È un racconto evocativo, ispirato in origine alla figura del brigante della Maremma Tiburzi. Le tematiche sono quelle vicine a Chiti, i chiaroscuri, la violenza: “Sono molto debitore a Ugo, come attore e come drammaturgo, mi ha dato un’identità, locale, toscana, una forte appartenenza con le mie radici”.

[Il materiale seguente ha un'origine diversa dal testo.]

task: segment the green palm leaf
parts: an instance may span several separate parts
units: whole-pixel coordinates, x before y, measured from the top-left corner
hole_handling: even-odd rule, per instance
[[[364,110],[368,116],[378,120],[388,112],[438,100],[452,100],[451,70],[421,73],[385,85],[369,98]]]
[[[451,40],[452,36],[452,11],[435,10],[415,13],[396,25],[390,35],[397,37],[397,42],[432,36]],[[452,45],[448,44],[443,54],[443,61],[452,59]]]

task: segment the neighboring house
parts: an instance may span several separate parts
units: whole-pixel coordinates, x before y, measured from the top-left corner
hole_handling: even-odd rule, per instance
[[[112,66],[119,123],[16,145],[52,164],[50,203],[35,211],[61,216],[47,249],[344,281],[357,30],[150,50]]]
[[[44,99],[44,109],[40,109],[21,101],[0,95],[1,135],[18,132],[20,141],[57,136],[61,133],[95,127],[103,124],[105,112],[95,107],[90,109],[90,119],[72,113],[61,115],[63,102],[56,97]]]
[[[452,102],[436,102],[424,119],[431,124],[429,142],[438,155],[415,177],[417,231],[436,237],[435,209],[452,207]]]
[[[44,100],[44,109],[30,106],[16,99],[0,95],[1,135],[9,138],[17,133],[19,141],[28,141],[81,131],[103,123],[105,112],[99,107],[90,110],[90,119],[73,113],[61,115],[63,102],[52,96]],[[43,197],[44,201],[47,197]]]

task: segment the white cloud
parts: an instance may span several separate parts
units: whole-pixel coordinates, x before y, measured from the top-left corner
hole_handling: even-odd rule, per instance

Ma Lombardi non si ferma: “Nel mio prossimo futuro riprenderò il progetto delle fiabe a teatro dopo aver portato in scena in maniera irriverente “Biancaneve”, “Cenerentola”, “La Bella e la Bestia” e “Peter Pan”, ispirandomi in questo caso ai Monty Python, sto lavorando ad un mio nuovo one man show, e in questo mi rifaccio a Gigi Proietti come a Dario Fo, sarò nella nuova serie sorrentiniana “The new Pope” come nel “Pinocchio” di Garrone e lì mi vedrete nella parte del tonno nella pancia della balena, sarò nel capitolo conclusivo “1994”, e mi cimenterò anche con un thriller, “Il nido” (e ci si collega all’“Uomo rondine”, ndr) di Roberto De Feo”.